WARNING Once you settle into a easy iPhone picture making M.O., it is apt to become quite addictive. Even to the point of turning your "real" camera(s) into a paperweight.

civilized ku # 5229-32 ~ a guilty pleasure

color ~ San Diego, California (embiggenable)• iPhone

color ~ Albany, NY (embiggenable)• iPhone

color ~ Albany, NY • (embiggenable)iPhone

color ~ Albany, NY (embiggenable) • iPhone

While in California, I made 50 pictures. I carried at least 1 "real" camera with me everywhere I went but all but 5 were made with the iPhone camera module.

It has been made clear to me-as clear as water in an acid rain contaminated Adirondack lake-that I have a deepening iPhone picture making addiction(?) / obession(?). Whatever that afflication / condition might be, it has left me feeling a little guilty inasmuch as making pictures has become too easy and, consequently, too much fun.

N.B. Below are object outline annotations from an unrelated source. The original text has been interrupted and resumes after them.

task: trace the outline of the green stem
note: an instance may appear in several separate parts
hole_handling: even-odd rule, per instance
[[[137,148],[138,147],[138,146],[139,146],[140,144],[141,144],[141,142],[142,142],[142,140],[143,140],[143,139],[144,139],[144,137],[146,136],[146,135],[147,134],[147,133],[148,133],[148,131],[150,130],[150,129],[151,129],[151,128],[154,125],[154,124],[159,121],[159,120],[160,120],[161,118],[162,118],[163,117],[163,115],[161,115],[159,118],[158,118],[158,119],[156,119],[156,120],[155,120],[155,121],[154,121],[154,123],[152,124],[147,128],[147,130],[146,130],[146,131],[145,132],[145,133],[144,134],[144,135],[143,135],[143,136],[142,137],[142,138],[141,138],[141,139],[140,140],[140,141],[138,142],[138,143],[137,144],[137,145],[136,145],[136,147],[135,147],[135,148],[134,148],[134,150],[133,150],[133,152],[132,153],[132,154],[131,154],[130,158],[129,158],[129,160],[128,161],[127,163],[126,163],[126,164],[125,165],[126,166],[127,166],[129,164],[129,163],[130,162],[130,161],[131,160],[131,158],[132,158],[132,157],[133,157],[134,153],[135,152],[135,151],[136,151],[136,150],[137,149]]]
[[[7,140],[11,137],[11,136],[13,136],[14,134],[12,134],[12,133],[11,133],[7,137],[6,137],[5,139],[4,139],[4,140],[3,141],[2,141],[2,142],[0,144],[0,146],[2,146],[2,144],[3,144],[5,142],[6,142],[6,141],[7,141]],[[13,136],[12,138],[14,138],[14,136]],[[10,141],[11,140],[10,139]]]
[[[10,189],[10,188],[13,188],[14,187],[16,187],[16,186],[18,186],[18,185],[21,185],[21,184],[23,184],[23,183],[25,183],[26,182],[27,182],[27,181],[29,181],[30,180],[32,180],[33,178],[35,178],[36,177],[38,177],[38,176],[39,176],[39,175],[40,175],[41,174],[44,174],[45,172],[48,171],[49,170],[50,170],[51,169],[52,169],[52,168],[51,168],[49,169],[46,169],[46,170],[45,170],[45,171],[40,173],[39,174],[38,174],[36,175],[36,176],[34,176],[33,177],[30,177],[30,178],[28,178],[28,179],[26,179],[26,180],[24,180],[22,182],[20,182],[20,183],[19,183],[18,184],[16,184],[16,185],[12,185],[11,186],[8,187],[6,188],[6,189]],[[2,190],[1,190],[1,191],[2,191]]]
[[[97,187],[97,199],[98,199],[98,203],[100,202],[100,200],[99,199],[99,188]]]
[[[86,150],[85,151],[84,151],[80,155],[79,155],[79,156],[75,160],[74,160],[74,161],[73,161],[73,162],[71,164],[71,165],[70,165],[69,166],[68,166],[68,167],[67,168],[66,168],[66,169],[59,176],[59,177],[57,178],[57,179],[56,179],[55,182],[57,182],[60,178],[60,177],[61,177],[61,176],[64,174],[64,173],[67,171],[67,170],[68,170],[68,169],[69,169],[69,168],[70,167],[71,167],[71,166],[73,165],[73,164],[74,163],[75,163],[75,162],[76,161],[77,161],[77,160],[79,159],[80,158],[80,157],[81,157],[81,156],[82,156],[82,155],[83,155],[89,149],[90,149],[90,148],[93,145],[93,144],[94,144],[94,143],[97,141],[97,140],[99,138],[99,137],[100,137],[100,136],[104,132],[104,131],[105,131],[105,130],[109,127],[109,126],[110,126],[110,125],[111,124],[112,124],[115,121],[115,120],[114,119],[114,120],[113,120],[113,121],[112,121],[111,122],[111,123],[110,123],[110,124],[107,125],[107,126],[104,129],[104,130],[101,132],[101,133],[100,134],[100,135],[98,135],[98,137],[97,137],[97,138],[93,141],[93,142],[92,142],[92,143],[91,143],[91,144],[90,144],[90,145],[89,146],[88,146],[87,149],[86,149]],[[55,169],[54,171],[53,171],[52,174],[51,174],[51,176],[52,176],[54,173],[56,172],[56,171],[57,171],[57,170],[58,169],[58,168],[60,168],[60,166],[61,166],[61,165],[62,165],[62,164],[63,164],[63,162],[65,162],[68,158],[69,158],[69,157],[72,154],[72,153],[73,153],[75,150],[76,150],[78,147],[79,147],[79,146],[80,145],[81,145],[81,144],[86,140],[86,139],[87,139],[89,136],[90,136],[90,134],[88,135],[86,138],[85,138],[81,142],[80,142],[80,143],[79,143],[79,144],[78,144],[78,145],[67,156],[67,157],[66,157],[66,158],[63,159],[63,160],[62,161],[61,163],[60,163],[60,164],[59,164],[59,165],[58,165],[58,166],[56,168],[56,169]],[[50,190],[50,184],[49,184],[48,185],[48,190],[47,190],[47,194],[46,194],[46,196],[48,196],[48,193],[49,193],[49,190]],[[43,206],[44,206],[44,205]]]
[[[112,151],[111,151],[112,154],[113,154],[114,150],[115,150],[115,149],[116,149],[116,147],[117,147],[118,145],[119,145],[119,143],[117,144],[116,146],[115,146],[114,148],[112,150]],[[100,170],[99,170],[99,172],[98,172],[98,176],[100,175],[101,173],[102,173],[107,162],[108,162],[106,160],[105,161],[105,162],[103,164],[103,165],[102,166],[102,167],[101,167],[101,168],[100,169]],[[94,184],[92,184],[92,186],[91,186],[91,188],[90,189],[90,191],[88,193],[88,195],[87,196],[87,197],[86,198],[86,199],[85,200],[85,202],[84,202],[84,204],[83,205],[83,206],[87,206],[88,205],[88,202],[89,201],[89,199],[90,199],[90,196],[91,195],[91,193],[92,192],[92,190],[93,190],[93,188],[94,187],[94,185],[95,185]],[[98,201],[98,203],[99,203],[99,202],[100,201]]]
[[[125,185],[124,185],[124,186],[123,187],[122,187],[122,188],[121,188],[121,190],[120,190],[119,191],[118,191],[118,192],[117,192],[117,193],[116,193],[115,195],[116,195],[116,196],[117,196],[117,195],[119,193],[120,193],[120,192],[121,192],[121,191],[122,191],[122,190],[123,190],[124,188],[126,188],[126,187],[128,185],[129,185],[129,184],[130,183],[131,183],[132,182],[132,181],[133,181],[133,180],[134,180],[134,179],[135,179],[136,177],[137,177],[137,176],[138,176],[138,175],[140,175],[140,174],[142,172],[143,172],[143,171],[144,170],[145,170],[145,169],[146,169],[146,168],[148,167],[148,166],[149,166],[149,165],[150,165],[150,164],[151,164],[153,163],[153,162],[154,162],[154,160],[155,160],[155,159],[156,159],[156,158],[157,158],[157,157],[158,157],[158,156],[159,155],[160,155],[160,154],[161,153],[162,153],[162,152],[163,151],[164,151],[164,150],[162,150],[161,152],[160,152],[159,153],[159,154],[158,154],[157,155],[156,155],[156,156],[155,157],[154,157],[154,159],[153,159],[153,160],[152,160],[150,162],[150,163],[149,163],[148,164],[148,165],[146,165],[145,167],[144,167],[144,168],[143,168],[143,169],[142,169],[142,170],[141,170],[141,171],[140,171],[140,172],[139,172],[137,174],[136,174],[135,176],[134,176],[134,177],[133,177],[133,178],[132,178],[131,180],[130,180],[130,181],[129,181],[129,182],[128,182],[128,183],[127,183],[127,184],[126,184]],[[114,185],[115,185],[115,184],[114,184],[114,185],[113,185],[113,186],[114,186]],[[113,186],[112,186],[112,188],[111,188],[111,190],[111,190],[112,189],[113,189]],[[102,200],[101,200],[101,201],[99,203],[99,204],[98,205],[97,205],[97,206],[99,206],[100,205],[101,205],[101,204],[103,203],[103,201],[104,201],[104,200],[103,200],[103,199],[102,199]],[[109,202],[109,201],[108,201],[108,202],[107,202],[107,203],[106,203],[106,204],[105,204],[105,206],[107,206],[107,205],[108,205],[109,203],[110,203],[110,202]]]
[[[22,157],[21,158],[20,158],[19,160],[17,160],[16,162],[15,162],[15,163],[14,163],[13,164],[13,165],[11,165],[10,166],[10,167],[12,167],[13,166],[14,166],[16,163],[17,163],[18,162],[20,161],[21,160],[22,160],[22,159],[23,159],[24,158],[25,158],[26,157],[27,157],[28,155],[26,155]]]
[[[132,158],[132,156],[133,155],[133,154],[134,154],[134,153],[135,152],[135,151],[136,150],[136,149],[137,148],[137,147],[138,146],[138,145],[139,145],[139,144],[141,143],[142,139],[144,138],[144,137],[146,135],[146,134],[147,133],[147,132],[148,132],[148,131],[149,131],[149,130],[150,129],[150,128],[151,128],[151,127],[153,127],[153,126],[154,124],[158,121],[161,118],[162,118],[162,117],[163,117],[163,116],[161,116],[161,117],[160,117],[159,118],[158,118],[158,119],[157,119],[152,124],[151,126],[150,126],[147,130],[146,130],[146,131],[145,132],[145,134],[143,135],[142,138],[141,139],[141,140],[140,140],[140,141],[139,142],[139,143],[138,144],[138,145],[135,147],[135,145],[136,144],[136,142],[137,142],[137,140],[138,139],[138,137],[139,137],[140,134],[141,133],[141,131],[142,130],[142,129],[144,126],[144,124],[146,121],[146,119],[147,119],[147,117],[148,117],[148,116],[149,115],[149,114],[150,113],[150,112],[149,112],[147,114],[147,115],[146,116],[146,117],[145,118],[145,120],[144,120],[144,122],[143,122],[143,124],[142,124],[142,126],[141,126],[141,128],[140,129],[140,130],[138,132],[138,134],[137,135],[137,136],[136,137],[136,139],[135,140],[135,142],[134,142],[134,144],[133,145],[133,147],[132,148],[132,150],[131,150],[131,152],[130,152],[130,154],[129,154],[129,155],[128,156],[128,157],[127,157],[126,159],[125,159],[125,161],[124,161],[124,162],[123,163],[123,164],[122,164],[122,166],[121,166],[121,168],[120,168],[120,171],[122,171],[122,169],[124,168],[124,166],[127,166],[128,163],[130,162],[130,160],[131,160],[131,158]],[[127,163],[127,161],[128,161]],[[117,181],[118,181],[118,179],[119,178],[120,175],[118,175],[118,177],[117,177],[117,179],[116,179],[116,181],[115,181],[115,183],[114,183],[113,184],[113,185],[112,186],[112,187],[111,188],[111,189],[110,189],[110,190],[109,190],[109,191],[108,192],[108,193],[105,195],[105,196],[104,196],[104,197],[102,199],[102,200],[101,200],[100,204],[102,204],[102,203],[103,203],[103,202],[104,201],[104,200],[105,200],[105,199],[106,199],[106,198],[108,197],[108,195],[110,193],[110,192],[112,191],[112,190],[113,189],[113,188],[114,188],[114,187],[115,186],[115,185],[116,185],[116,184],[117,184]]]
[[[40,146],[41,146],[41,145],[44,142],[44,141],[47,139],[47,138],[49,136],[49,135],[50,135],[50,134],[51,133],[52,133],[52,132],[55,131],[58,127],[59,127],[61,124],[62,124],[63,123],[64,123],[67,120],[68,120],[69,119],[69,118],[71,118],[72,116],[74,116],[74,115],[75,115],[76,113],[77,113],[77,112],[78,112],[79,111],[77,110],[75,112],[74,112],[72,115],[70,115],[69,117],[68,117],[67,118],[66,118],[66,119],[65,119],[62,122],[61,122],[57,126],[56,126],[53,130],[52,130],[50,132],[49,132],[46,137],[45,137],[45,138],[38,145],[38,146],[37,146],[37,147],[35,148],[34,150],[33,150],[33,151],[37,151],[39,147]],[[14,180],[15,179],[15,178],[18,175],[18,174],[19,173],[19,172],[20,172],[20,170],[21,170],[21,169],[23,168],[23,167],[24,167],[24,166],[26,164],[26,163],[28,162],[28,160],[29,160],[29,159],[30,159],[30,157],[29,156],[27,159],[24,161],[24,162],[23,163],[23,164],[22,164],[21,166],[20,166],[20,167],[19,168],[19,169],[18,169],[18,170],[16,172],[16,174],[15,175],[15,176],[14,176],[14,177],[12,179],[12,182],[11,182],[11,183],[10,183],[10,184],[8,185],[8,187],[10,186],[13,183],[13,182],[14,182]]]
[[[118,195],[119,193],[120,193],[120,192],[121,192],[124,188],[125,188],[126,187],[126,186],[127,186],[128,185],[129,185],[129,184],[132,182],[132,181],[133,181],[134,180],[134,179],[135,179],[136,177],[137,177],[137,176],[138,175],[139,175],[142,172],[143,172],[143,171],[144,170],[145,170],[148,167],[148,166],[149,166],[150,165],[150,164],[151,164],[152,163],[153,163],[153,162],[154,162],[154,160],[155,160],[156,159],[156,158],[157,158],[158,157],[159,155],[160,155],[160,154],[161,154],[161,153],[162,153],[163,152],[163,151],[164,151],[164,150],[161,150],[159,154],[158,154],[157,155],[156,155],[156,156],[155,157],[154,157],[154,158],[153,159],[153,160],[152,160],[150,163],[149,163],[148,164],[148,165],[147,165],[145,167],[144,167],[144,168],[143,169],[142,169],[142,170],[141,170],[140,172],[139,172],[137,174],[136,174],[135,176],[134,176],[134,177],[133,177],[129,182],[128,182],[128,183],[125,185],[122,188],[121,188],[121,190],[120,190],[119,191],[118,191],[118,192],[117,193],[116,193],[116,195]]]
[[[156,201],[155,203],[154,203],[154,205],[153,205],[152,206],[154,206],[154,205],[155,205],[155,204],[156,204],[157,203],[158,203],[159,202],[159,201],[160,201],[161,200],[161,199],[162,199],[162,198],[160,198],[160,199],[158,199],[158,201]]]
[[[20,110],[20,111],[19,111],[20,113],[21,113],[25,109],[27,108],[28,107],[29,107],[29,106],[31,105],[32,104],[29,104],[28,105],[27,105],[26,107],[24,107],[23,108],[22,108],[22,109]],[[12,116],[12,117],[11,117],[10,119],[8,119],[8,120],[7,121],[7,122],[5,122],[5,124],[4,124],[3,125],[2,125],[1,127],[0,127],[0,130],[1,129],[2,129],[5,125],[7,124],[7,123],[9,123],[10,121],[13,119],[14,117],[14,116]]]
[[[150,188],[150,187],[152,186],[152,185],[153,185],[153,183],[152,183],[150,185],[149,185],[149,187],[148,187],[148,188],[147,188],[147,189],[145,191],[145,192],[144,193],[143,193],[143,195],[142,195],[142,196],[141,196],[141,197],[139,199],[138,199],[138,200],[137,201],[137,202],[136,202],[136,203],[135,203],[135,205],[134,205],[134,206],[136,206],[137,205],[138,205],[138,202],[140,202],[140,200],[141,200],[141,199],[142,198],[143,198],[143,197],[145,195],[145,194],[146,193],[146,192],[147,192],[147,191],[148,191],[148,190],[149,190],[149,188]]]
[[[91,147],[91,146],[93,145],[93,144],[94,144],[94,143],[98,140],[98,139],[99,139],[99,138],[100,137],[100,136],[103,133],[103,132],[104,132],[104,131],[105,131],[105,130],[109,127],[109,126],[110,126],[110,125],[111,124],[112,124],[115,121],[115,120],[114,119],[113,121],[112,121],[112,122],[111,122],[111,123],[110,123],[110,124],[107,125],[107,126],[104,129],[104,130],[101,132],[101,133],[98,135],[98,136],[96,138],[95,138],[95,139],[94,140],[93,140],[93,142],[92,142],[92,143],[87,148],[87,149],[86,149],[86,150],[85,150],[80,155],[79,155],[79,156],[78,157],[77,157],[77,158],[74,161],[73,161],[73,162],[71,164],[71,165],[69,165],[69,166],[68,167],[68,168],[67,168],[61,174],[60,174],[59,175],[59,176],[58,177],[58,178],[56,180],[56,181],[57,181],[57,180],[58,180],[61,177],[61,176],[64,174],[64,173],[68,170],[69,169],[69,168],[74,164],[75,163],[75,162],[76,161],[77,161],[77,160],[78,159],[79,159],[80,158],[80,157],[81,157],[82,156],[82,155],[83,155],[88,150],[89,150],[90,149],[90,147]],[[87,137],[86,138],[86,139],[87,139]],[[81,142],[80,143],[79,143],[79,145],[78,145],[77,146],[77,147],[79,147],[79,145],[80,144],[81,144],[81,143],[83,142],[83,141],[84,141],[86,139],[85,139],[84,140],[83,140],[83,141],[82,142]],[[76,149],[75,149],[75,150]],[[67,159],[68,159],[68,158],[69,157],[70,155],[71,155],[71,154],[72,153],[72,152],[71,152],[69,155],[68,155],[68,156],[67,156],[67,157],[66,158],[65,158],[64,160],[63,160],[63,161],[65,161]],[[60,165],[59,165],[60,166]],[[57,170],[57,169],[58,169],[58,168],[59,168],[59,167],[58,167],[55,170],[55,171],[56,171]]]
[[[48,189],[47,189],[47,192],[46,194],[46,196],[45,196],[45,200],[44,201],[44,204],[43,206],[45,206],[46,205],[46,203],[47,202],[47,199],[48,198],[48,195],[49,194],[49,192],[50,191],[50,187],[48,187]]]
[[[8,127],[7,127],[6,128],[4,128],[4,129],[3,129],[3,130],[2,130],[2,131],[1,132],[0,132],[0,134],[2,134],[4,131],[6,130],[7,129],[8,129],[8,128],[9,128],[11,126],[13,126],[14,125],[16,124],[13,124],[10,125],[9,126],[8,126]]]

While the guilty thing is disconcerting, I have chosen to embrace the adage, don't worry, be happy.

civilized ku # 5224-28 ~ a trip to the doctor ~

plants ~ Ramona, California • iPhone

on our drive through the southern California hinterland ~ in Ramona, California • iPhone

On our last day in California we took the Spider (Fiat 124 version) far out into the southern California hinterland-inland, away from the ocean-in search of twisty bits (roads), vistas and interesting / quirky things. Our questing was well rewarded .... of particular interest was the discovery of a roadside facility where we visited a doctor and got a prescription and some medicine. Ya know, for my post medical recuperation and all.